Aiden Pearce (Watch Dogs)

Lo peor que le puede pasar a un protagonista de videojuego es ser tan sumamente anodino que acabe siendo olvidado por todos. Eso es lo que le ha ocurrido a Aiden Pearce de Watch Dogs. Pocos podrían rememorar una cita célebre de este personaje sin recurrir a Wikipedia. Ubisoft lo ha tratado de corregir con un protagonista mucho más enrollado en la segunda entrega, como es el caso de Marcus Holloway.

Gex the Gecko (Gex)

En la década de los 90 si no tenías una mascota de videojuego no eras nada. Gex the Gecko hizo una intentona al igual que Banjo, Crash o Conker. Estos tres funcionaron, pero Gex no lo hizo. ¿Por qué? A nuestro juicio por ser un personaje excesivamente presumido y por creerse más listo de lo que realmente era. Era difícil empatizar con un protagonista tan egocéntrico y desagradable.

Dante (Devil May Cry reboot)

No sabemos en qué estaba pensando Capcom en el reboot de Devil May Cry, pero no era en nada bueno. El rediseño de Dante fue de lo peor que le ha pasado nunca a la industria, pues pasó de ser un personaje carismático y querido a un niñato malcriado que se enfadaba por cualquier cosa de una forma absurda. Estamos seguros de que este no será el diseño de Dante para futuras entregas…

Alex Mercer (Prototype)

He aquí otro caso de “aidenpearcitis” aguda. Alex Mercer, el protagonista de la primera entrega de Prototype lo tenía todo a su favor para ser un personaje interesante: una historia atractiva y unos poderes tan alucinantes que todos querríamos ser él. Sin embargo Prototype flaqueaba en muchas cosas y una de ellas era el carácter sosaina de Mercer, que pocas veces mediaba una palabra más alta que otra. Muy olvidable.

Bubsy

Antes hablábamos de Gex como parte del fenómeno de saturación de mascotas de videojuegos y Bubsy fue otro absurdo intento de definir a una marca.
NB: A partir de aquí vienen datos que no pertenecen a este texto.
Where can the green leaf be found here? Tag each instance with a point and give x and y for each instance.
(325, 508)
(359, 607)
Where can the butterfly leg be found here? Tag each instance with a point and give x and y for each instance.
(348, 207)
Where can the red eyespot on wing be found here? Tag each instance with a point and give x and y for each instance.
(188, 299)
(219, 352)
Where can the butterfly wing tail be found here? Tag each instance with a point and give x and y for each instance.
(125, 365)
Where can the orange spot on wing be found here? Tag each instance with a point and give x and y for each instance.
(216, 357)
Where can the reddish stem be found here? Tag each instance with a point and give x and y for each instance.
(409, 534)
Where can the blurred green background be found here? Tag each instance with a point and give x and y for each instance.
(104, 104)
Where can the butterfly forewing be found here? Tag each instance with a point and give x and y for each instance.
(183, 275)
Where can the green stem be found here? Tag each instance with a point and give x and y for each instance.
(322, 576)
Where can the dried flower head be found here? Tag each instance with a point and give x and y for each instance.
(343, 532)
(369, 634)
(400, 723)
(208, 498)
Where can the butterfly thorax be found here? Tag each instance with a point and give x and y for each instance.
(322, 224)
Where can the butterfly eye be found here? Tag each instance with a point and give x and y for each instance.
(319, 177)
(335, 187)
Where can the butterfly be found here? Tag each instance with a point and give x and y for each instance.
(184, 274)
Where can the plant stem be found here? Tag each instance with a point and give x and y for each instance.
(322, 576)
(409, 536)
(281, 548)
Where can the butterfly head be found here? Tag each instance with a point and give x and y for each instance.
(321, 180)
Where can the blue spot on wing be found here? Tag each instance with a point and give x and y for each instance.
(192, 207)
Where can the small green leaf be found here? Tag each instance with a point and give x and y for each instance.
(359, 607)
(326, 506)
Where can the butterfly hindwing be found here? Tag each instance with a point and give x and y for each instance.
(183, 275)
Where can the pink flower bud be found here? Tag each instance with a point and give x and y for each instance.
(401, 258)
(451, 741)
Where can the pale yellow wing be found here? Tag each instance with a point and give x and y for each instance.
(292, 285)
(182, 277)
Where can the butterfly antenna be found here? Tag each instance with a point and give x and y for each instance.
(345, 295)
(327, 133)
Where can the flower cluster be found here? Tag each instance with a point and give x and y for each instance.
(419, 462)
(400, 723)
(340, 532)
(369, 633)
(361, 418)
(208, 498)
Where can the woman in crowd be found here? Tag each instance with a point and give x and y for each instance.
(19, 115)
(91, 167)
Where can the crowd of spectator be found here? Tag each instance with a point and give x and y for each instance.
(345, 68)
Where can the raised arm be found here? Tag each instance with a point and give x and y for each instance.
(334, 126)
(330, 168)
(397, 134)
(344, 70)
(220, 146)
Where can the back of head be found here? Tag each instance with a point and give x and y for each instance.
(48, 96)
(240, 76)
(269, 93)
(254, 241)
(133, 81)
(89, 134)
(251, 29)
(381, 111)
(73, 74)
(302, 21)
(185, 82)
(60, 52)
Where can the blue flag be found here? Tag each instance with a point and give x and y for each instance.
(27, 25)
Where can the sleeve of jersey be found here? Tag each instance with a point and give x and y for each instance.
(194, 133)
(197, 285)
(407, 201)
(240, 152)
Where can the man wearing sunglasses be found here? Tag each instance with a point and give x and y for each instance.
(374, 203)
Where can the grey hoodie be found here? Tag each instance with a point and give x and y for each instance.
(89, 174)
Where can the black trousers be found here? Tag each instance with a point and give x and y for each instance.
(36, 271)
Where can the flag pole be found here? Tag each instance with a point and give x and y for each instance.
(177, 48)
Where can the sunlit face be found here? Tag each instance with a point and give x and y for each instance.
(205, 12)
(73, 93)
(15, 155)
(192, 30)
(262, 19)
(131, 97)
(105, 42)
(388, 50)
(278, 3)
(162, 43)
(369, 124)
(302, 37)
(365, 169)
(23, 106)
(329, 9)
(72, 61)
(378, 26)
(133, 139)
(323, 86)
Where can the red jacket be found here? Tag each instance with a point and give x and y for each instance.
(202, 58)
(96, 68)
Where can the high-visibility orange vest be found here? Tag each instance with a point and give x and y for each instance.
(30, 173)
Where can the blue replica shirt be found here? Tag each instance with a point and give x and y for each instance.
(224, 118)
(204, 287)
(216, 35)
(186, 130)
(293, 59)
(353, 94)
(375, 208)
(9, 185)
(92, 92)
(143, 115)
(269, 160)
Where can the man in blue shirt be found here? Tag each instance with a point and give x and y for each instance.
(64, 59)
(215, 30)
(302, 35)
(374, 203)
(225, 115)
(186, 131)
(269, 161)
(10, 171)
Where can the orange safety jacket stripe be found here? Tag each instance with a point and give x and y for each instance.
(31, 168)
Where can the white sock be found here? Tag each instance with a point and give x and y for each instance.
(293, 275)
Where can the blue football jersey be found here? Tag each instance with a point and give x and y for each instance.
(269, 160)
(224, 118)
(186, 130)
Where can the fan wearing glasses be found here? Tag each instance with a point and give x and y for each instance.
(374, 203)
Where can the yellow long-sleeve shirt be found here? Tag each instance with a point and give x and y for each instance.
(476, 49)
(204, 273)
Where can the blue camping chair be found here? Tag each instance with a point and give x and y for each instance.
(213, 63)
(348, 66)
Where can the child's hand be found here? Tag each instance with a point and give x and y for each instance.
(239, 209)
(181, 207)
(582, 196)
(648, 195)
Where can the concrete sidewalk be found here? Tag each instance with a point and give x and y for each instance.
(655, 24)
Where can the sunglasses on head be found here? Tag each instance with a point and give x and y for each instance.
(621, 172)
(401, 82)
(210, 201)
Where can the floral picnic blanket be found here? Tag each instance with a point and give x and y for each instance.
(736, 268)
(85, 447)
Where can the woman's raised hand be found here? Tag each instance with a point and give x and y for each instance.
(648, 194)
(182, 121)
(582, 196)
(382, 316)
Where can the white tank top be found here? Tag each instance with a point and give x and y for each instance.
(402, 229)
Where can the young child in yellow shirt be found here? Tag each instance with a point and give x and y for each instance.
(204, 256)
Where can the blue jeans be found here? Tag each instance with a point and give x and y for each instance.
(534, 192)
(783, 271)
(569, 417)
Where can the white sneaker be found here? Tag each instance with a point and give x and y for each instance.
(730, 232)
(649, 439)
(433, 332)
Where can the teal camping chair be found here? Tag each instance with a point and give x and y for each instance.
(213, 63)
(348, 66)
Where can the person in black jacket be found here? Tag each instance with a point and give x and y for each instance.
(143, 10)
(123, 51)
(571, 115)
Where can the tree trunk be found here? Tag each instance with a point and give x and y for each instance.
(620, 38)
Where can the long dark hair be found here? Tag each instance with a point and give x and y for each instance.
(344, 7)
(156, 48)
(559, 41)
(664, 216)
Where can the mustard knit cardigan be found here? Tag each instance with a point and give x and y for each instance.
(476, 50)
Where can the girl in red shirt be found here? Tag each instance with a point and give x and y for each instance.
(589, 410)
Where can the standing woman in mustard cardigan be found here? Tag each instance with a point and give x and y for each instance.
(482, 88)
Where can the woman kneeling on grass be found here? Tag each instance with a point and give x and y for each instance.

Este poco inspirado protagonista no era más que una burda copia de Sonic, por lo que la gente se dio cuenta y lo castigó con el peor de los castigos: el olvido. De hecho, hace casi dos décadas que no tenemos juego de Bubsy y es mejor que así sea.

Baby Mario (Yoshi’s Island)

Nintendo ha creado algunas de las cosas más increíbles y memorables de la industria del videojuego. Baby Mario no es el caso. Este personaje que aparecía en Yoshi’s Island no es más que Mario de pequeño y tiene una única finalidad: hacer que las cosas sean más difíciles para el jugador por tener menos habilidades a su disposición. Baby Mario, como Waluigi, no han sido las mejores ideas de la Gran N, pero se las perdonamos.